You know, I don't require much sleep. never have. So I do all my deep work between like 3.30 and 7 a.m. Right. That's like reading all the things that everyone in the company or external needs to tell me. Maybe reading notes on a podcast I might have to do later. All that stuff gets done in the early day, early mornings before I have all of the meetings and the Zooms and the questions and requests. You know, we have Thursday, no meeting days, no Zooms, no meetings unless you have something. It's very important.

Jason Hiner (40:30.861)
Okay?

Jason Hiner (40:39.022)
Yeah.

Wasim (40:52.556)
let everybody do their deep thinking, deep work. And then like, you my days are broken into things like that where I might not have any one-on-ones whatsoever. So it's broken into kind of like work streams. And, know, again, my chief staff and I, think about like energy levels as well, right? Like, okay, if nine to 12 energy is high, then you do that, like the brainstorming and the soundboarding and the decision-making, and then you save emails and slacks and everything else for the latter half of the day, right?

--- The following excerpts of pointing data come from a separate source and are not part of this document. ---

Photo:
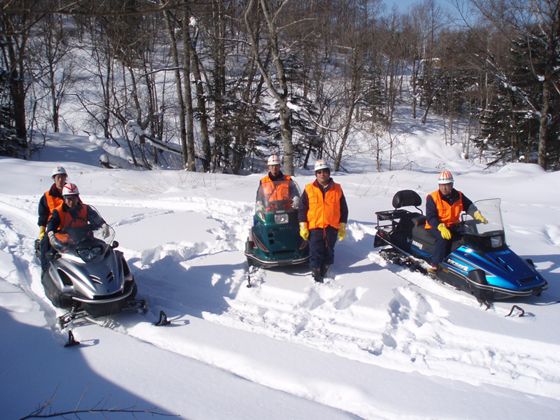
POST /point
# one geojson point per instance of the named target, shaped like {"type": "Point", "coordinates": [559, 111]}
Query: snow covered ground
{"type": "Point", "coordinates": [376, 342]}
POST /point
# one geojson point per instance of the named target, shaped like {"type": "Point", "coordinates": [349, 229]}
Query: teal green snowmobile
{"type": "Point", "coordinates": [274, 237]}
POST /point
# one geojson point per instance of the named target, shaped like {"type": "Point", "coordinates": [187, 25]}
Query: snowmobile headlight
{"type": "Point", "coordinates": [496, 241]}
{"type": "Point", "coordinates": [88, 254]}
{"type": "Point", "coordinates": [281, 218]}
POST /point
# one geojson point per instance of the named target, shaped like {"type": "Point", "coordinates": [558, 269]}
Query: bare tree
{"type": "Point", "coordinates": [277, 86]}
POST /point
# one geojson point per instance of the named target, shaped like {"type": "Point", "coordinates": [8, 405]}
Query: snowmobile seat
{"type": "Point", "coordinates": [419, 220]}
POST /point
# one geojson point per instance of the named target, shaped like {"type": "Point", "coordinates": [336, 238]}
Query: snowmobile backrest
{"type": "Point", "coordinates": [406, 198]}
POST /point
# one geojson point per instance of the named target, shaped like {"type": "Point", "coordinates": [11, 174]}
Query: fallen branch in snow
{"type": "Point", "coordinates": [37, 414]}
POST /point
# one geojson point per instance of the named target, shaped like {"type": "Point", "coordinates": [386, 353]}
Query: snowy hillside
{"type": "Point", "coordinates": [377, 342]}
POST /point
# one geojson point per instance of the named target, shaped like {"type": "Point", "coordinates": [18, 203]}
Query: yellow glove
{"type": "Point", "coordinates": [445, 233]}
{"type": "Point", "coordinates": [342, 232]}
{"type": "Point", "coordinates": [303, 231]}
{"type": "Point", "coordinates": [479, 217]}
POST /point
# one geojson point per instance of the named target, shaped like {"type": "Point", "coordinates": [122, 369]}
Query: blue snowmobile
{"type": "Point", "coordinates": [480, 261]}
{"type": "Point", "coordinates": [274, 237]}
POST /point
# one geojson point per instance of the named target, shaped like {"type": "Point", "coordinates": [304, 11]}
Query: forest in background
{"type": "Point", "coordinates": [214, 85]}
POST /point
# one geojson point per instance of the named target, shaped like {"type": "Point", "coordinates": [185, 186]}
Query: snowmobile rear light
{"type": "Point", "coordinates": [281, 218]}
{"type": "Point", "coordinates": [496, 241]}
{"type": "Point", "coordinates": [65, 278]}
{"type": "Point", "coordinates": [88, 254]}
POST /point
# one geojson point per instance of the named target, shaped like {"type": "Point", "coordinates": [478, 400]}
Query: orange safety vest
{"type": "Point", "coordinates": [324, 210]}
{"type": "Point", "coordinates": [52, 202]}
{"type": "Point", "coordinates": [448, 213]}
{"type": "Point", "coordinates": [67, 221]}
{"type": "Point", "coordinates": [276, 190]}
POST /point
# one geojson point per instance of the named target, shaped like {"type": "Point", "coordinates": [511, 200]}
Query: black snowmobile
{"type": "Point", "coordinates": [89, 276]}
{"type": "Point", "coordinates": [480, 262]}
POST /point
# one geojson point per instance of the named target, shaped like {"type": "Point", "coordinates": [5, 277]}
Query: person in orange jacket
{"type": "Point", "coordinates": [72, 214]}
{"type": "Point", "coordinates": [323, 214]}
{"type": "Point", "coordinates": [50, 200]}
{"type": "Point", "coordinates": [443, 211]}
{"type": "Point", "coordinates": [276, 186]}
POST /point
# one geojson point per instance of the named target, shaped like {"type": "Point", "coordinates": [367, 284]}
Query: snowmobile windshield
{"type": "Point", "coordinates": [277, 197]}
{"type": "Point", "coordinates": [490, 210]}
{"type": "Point", "coordinates": [88, 242]}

So I think if you don't do things like that, you can't really create leverage. You're kind of just doing all things all the time as they come. So some discipline is necessary there. All the tricks and trades, calendar blocking, using AI agents for roll ups on information. It's a big piece of it to make sure.

Jason Hiner (41:30.544)
Yeah.

Wasim (41:44.05)
At least for me as a CEO, I'm always thinking about what am I missing? What more could I have squeezed out of the day or the week? And so we even review at the end of every week, literally on a pie chart. Okay, here's like personal time, one-on-one time, external meetings, commercial, deep thinking, like how do we do this week, right? So yeah, that's something I'm a little bit very specific about to make sure that time is leveraged.

Jason Hiner (42:12.751)
Yeah, that's really smart. You mentioned that inside the company that you're using AI tools to enhance what people are doing, productivity-wise. How about you? What AI tools do you use that are helpful to you?

Wasim (42:30.518)
I mean, code of course, you know, is something that I absolutely use and I have a whole bunch of really interesting agent, sub agent networks that I use to help me think about problems, everything from like, you know, digital twins are very smart people I might want on my advisory board to, you know.

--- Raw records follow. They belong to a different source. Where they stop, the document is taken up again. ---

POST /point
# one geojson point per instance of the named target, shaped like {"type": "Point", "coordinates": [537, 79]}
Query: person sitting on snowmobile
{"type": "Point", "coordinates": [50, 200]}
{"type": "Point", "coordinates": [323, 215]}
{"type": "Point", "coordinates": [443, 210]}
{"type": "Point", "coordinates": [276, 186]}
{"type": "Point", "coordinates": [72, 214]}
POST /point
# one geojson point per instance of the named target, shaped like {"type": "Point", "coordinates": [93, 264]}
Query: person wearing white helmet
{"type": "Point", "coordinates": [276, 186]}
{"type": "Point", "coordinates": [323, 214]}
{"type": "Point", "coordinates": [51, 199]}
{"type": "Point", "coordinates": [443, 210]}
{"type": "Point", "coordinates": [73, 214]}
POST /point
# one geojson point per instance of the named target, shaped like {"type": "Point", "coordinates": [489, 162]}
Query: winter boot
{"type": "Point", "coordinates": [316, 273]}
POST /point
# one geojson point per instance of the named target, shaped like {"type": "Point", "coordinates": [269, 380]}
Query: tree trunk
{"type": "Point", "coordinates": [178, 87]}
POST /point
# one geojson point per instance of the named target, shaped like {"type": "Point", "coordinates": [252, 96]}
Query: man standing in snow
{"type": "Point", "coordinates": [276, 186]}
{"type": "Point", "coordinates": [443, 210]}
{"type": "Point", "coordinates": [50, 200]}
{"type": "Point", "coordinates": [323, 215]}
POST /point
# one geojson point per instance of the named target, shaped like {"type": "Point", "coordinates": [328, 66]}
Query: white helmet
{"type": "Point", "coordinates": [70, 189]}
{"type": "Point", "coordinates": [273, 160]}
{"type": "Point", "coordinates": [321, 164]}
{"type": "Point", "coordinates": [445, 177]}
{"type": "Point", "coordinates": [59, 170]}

having a lot of ingestion around a lot of our key content so that there's a lot of memory retention when I'm talking to an agent, they understand the business, understand how I think.

You know, my chief of staff, for example, uses a ton of agents to roll up like my daily briefs, all of the to-do items that are happening in our different transcribed records so we can look at actions, decision items from different meetings and see that they're getting done. So for me, it's like office of the CEO is like hypercharged by all kinds of tools. Lindy is another really good one that I like. Lindy is like a agent network that you can build and kind of coordinate to do different things like research.

Jason Hiner (43:23.483)
Mm.

Wasim (43:32.174)
I think my go-tos are Claude Code for specific things and then Lindy Agent. I still use some ChatGPT as well. But man, if people are still using just ChatGPT, they're not exploring things like Claude Code and skills within Claude Code and whatnot. It's already behind the curve, although every day feels like you're a little behind the curve as it relates to all of these tools.

Jason Hiner (43:57.903)
For sure, those are some great takeaways to share. Waseem, thank you so much for your time. It was a pleasure having you on the show.

Wasim (44:02.998)
Absolutely. Yeah, thanks for having me.